"The noble peer at the Bar has been indicted before your lordships of the murder of this young man. That he is wholly innocent of the charge must, in the light of what we have heard, be so plain to your lordships that any words from me might seem altogether superfluous. In the majority of cases of this kind the evidence is confused, contradictory; here, however, the course of events is so clear, so coherent, that had we ourselves been present to see the drama unrolled before us, as before the all-seeing eye of God, we could hardly have a more vivid or a more accurate vision of that night's adventures. Indeed, had the death of Denis Cathcart been the sole event of the night, I will venture to say that the truth could never have been one single moment in doubt. Since, however, by a series of unheard-of coincidences, the threads of Denis Cathcart's story became entangled with so many others, I will venture to tell it once again from the beginning, lest, in the confusion of so great a cloud of witnesses, any point should still remain obscure.

"Let me, then, go back to the beginning. You have heard how Denis Cathcart was born of mixed parentage—from the union of a young and lovely southern girl with an Englishman twenty years older than herself: imperious, passionate, and cynical. Till the age of 18 he lives on the Continent with his parents, traveling from place to place, seeing more of the world even than the average young Frenchman of his age, learning the code of love in a country where the crime passionel is understood and forgiven as it never can be over here.

"At the age of 18 a terrible loss befalls him. In a very short space of time he loses both his parents—his beautiful and adored mother and his father, who might, had he lived, have understood how to guide the impetuous nature which he had brought into the world. But the father dies, expressing two last wishes, both of which, natural as they were, turned out in the circumstances to be disastrously ill-advised. He left his son to the care of his sister, whom he had not seen for many years, with the direction that the boy should be sent to his own old University.

"My lords, you have seen Miss Lydia Cathcart, and heard her evidence. You will have realized how uprightly, how conscientiously, with what Christian disregard of self, she performed the duty entrusted to her, and yet how inevitably she failed to establish any real sympathy between herself and her young ward. He, poor lad, missing his parents at every turn, was plunged at Cambridge into the society of young men of totally different upbringing from himself. To a young man of his cosmopolitan experience the youth of Cambridge, with its sports and rags and naïve excursions into philosophy o' nights, must have seemed unbelievably childish. You all, from your own recollections of your Alma Mater, can reconstruct Denis Cathcart's life at Cambridge, its outward gaiety, its inner emptiness.

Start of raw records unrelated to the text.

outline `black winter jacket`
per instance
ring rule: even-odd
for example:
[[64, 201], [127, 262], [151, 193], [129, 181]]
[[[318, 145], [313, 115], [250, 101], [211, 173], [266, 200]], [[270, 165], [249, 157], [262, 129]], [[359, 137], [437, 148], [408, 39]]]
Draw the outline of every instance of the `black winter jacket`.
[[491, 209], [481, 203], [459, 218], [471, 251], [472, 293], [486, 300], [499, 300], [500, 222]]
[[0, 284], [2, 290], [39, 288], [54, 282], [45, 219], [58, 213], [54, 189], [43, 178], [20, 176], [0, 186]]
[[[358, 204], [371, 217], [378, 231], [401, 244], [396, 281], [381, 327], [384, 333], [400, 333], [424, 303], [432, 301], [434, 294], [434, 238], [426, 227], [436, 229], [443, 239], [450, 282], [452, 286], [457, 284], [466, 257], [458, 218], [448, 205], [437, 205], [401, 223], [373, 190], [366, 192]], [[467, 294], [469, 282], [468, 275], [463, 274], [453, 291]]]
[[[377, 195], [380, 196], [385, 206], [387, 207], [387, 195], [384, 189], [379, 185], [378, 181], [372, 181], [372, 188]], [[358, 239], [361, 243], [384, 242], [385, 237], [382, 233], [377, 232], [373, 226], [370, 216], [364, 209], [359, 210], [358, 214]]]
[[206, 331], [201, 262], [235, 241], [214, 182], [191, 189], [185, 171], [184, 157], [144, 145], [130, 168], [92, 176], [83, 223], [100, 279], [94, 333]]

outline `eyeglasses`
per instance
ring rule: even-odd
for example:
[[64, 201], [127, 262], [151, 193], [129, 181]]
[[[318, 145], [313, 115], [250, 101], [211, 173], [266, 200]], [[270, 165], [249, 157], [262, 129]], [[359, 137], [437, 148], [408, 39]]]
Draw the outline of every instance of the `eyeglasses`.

"Ambitious of embracing a diplomatic career, Cathcart made extensive acquaintances among the sons of rich and influential men. From a worldly point of view he was doing well, and his inheritance of a handsome fortune at the age of twenty-one seemed to open up the path to very great success. Shaking the academic dust of Cambridge from his feet as soon as his Tripos was passed, he went over to France, established himself in Paris, and began, in a quiet, determined kind of way, to carve out a little niche for himself in the world of international politics.

"But now comes into his life that terrible influence which was to rob him of fortune, honor, and life itself. He falls in love with a young woman of that exquisite, irresistible charm and beauty for which the Austrian capital is world-famous. He is enthralled body and soul, as utterly as any Chevalier des Grieux, by Simone Vonderaa.

"Mark that in this matter he follows the strict, continental code: complete devotion, complete discretion. You have heard how quietly he lived, how rangé he appeared to be. We have had in evidence his discreet banking-account, with its generous checks drawn to self, and cashed in notes of moderate denominations, and with its regular accumulation of sufficient 'economies' quarter by quarter. Life has expanded for Denis Cathcart. Rich, ambitious, possessed of a beautiful and complaisant mistress, the world is open before him.

"Then, my lords, across this promising career there falls the thunderbolt of the Great War—ruthlessly smashing through his safeguards, overthrowing the edifice of his ambition, destroying and devastating here, as everywhere, all that made life beautiful and desirable.

"You have heard the story of Denis Cathcart's distinguished army career. On that I need not dwell. Like thousands of other young men, he went gallantly through those five years of strain and disillusionment, to find himself left, in the end, with his life and health indeed, and, so far, happy beyond many of his comrades, but with his life in ruins about him.

"Of his great fortune—all of which had been invested in Russian and German securities—literally nothing is left to him. What, you say, did that matter to a young man so well equipped, with such excellent connections, with so many favorable openings, ready to his hand? He needed only to wait quietly for a few years, to reconstruct much of what he had lost. Alas! my lords, he could not afford to wait. He stood in peril of losing something dearer to him than fortune or ambition; he needed money in quantity, and at once.